Founded in 2000 by Newman, EET is a small-to mid-sized electronics manufacturing services (EMS) supplier producing printed circuit boards and electromechanical assemblies. In October of 2005, the Reno, Nevada-based business opened a second manufacturing location in Guaymas Sonora, Mexico. Business is good: The Mexico facility that began with 20 workers in a 17,000-square-foot building expanded in late 2010 to a 38,000-square-foot plant now housing more than 110 employees.
Newman is glad he pursued a local expansion solution utilizing The Offshore Group’s Mexico Shelter Plan.
“Five to 10 years ago, customers would refer to the ‘China Price,’ (whereas) now they refer to the ‘landed China price,’” he notes. “Today they take into consideration the logistics, the cost of the freight and the duties that are paid in and out of China.

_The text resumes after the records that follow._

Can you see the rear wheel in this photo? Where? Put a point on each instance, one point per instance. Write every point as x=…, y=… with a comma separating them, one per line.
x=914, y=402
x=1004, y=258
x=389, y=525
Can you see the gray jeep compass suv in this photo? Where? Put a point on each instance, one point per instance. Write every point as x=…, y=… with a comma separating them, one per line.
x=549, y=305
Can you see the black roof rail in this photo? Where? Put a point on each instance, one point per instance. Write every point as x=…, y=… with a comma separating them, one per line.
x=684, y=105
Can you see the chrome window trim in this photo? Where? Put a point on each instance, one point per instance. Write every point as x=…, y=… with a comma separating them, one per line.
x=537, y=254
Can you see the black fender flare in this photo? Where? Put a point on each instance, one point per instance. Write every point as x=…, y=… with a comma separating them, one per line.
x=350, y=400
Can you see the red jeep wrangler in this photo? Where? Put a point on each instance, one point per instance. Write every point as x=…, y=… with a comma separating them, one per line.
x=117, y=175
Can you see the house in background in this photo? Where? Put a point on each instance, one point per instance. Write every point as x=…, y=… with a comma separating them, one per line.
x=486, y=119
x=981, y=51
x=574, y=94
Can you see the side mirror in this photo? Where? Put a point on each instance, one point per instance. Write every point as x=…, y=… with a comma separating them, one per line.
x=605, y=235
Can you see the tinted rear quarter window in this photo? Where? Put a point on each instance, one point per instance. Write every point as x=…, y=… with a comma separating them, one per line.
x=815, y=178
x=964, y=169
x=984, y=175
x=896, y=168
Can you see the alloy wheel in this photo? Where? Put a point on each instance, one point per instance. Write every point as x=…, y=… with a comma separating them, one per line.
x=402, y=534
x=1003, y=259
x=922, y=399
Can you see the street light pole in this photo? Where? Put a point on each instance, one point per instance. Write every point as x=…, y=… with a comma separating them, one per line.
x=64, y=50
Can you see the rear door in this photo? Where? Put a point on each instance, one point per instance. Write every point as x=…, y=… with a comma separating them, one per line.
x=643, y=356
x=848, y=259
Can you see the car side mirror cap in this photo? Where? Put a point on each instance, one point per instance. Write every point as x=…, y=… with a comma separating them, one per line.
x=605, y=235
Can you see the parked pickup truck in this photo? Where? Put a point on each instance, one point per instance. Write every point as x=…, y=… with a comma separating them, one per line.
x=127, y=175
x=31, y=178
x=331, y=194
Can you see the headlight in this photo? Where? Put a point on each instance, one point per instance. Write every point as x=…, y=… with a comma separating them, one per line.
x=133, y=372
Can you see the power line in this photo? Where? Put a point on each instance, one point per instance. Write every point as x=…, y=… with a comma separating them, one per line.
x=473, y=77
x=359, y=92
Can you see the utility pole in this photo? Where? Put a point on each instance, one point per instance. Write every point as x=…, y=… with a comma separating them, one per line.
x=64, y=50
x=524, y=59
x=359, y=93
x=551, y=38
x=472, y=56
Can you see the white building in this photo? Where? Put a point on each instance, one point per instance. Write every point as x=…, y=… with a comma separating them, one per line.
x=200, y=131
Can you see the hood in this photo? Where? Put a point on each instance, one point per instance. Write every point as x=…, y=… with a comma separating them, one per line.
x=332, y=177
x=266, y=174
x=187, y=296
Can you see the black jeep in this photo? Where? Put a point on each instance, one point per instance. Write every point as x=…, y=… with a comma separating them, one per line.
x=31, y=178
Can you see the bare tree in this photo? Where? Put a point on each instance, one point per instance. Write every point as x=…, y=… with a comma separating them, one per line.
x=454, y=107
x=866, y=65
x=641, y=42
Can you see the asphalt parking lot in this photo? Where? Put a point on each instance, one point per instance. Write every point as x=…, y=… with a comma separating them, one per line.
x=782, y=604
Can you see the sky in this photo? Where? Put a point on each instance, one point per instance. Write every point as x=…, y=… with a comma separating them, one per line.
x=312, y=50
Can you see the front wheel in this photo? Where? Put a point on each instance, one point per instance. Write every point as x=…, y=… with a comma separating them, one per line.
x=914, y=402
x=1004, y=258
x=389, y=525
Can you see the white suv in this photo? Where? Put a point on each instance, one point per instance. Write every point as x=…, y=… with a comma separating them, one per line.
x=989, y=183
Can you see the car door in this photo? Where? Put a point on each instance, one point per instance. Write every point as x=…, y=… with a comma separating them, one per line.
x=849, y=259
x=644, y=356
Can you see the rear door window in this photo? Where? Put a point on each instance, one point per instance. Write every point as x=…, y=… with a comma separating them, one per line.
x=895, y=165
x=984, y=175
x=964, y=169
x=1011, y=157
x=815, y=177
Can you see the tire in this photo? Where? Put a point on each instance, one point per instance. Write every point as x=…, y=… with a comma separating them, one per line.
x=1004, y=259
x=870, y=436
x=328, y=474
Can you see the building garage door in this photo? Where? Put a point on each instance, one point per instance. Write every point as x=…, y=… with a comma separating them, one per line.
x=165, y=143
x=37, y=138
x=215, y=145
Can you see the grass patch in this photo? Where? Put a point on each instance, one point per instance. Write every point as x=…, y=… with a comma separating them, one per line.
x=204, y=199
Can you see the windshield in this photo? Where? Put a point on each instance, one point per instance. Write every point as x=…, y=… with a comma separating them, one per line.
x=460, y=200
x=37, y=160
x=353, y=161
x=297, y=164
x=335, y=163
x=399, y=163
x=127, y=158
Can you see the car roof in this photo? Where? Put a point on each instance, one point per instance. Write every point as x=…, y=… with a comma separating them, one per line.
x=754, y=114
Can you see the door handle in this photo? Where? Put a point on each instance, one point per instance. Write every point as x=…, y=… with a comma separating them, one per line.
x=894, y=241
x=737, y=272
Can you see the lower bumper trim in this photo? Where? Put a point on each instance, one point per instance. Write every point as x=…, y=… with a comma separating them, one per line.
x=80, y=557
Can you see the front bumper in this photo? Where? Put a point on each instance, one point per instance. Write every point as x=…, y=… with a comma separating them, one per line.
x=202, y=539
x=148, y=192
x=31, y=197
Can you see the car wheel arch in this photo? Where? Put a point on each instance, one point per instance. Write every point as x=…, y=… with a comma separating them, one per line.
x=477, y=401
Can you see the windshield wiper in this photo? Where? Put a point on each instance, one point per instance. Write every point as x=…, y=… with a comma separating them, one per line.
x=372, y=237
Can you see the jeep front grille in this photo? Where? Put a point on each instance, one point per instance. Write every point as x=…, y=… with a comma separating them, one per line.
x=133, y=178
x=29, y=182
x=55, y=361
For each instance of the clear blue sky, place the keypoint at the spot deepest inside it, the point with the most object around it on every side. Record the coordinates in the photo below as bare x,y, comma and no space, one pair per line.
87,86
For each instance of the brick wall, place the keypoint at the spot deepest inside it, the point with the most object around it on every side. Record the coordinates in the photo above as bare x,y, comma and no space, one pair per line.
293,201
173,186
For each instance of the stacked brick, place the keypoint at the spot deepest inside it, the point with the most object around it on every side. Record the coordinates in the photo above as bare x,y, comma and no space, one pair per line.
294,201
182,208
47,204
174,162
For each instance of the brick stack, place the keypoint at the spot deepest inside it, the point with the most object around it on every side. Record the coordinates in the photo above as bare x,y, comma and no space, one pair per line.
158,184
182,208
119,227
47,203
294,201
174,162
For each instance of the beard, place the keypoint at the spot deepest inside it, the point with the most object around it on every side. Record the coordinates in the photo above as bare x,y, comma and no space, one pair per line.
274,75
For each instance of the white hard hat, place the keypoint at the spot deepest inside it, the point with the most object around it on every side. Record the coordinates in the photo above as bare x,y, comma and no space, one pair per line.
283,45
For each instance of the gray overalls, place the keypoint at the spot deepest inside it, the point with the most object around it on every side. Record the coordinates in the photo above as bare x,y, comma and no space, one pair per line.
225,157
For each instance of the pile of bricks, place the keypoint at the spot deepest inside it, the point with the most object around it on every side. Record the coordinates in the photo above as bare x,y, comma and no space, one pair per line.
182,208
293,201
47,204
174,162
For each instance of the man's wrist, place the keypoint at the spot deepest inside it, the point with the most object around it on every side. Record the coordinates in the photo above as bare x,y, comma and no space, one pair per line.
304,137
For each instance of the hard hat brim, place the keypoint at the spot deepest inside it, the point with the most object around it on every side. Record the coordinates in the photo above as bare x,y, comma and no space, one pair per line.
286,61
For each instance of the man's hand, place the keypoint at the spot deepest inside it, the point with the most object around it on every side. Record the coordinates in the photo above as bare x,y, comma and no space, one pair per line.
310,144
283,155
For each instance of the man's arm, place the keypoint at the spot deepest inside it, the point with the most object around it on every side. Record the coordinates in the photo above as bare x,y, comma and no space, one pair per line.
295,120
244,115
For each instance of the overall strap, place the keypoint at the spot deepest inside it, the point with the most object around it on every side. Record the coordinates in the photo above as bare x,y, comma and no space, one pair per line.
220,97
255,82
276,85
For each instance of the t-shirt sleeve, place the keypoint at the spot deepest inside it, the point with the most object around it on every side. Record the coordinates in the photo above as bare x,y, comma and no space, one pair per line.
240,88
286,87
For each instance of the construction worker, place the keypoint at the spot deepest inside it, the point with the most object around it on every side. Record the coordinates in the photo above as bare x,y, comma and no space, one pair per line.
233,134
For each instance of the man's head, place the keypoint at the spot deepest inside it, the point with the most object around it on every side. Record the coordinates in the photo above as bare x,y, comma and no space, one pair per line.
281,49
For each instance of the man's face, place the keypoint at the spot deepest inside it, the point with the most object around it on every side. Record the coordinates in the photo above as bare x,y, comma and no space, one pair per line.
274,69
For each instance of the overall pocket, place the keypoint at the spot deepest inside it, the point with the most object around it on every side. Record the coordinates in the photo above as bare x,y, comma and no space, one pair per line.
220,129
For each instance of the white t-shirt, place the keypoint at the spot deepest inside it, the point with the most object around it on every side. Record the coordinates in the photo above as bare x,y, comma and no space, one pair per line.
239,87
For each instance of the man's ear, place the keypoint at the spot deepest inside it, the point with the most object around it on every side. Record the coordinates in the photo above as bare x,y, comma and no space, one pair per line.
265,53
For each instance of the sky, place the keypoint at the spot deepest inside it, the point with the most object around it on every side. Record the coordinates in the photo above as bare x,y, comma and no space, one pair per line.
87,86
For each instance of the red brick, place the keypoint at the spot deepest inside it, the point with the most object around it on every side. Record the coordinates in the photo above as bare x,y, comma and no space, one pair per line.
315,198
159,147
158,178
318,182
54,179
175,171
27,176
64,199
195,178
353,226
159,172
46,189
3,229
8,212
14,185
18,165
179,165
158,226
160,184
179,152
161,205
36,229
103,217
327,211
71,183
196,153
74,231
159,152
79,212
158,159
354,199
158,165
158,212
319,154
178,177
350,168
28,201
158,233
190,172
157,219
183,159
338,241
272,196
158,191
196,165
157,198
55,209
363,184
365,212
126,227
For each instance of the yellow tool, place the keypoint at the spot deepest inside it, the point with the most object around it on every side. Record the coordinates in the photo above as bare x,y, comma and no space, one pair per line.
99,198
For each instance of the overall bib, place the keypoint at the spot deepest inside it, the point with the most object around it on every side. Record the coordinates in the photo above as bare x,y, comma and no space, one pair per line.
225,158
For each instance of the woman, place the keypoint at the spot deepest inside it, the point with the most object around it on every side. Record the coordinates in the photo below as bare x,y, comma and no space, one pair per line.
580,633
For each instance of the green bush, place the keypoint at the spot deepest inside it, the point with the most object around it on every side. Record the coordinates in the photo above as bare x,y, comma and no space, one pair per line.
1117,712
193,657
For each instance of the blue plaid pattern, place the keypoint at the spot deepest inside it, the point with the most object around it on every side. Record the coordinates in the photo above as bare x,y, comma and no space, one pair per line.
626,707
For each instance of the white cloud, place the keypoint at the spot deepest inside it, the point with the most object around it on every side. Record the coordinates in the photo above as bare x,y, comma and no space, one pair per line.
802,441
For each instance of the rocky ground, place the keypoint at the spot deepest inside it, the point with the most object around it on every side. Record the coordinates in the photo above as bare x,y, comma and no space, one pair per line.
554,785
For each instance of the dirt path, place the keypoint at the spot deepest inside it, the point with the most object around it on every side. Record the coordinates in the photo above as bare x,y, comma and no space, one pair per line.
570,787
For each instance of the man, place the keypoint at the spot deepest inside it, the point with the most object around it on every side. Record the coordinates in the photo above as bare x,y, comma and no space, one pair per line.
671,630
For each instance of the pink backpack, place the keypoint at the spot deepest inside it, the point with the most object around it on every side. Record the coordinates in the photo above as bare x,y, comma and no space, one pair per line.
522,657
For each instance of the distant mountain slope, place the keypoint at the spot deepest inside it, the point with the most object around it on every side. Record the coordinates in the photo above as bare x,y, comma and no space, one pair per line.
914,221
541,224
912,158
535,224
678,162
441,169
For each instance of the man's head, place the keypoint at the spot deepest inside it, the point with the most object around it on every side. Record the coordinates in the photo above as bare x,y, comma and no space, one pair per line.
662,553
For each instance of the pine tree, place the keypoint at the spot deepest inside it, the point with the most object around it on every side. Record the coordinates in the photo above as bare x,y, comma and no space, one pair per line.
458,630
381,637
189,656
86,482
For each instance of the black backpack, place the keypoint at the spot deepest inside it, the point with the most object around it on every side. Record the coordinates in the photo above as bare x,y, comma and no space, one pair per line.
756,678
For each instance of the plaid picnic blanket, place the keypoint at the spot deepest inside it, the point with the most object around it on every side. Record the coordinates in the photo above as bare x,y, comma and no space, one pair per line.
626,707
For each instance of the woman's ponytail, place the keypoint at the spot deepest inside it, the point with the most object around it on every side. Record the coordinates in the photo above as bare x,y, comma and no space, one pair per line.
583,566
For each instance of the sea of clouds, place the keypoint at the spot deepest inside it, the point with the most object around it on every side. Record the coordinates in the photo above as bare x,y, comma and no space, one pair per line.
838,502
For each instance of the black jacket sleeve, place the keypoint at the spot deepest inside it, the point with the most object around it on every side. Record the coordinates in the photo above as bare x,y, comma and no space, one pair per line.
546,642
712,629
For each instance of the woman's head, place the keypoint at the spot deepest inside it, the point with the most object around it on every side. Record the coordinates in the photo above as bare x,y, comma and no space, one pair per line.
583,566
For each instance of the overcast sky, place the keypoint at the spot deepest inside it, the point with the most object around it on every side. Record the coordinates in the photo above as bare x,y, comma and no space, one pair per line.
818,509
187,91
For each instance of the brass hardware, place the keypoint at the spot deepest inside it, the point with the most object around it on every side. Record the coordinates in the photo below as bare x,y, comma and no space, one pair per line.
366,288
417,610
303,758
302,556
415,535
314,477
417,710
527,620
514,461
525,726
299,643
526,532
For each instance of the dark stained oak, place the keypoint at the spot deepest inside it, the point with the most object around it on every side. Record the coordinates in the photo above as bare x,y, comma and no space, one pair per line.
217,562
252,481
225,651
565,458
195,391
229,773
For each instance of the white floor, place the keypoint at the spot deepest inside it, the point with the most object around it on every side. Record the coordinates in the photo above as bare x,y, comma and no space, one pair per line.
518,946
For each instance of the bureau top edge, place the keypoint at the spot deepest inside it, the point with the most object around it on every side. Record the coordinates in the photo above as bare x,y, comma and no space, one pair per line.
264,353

I’m getting feedback from my customers that we are within three to five percent, typically, on a finished assembly. So, when you’re talking about a hundred-dollar EMS assembly, and it’s $100 from China and $103 from Mexico, that works for a lot of my customers.
“Now, you know, when you’re buying iPods, stereos and things of that nature, three percent is a lot,” Newman adds. “This is not the case in the markets in which we operate … and (clients) save a few weeks’ (shipping time) on top of it.”
That three-percent margin could disappear, as a 2011 report published by the U.S. Bureau of Labor Statistics reveals hourly wages in China’s manufacturing sector continue to snowball. From 2002 to 2008, China’s hourly labor costs in the manufacturing sector doubled, while North America’s rose only 19 percent. This stems not only from rising literacy and educational attainment in China, but also the country’s labor-contract laws enacted in 2008. And a dwindling Chinese workforce – largely attributable to the country’s single-child family planning policies – also figures into heightened compensation costs. Perhaps these factors explain, in part, why the Mexican electronics industry grew 20 percent between 2010 and last year.
Newman has found other benefits of manufacturing in Mexico besides navigable time zones, protected intellectual-property rights, reduced tariffs and a workforce full of “enthusiasm and commitment.” Surprisingly, EET’s presence in Guaymas has reinforced business in Reno as well.
“By adding the Mexico EMS operation, we actually created jobs in our Reno facility,” he admits. “Originally we had our employees here in the Reno facility thinking that we were going to transfer all the jobs down to Mexico. In reality, establishing Mexican operations has created jobs here in Reno, at a professional level. We do all of our buying, all of our planning, our finance, our customer service, through our Reno facility. And we do most of our warehousing here as well. We buy the materials and ship in and out of our Reno facility. It’s actually saved the company to a degree.
“I would imagine, had we not done this – because of the way the world has changed over the last three years – that Reno would be a very, very small operation without our presence in Mexico,” the CEO concludes.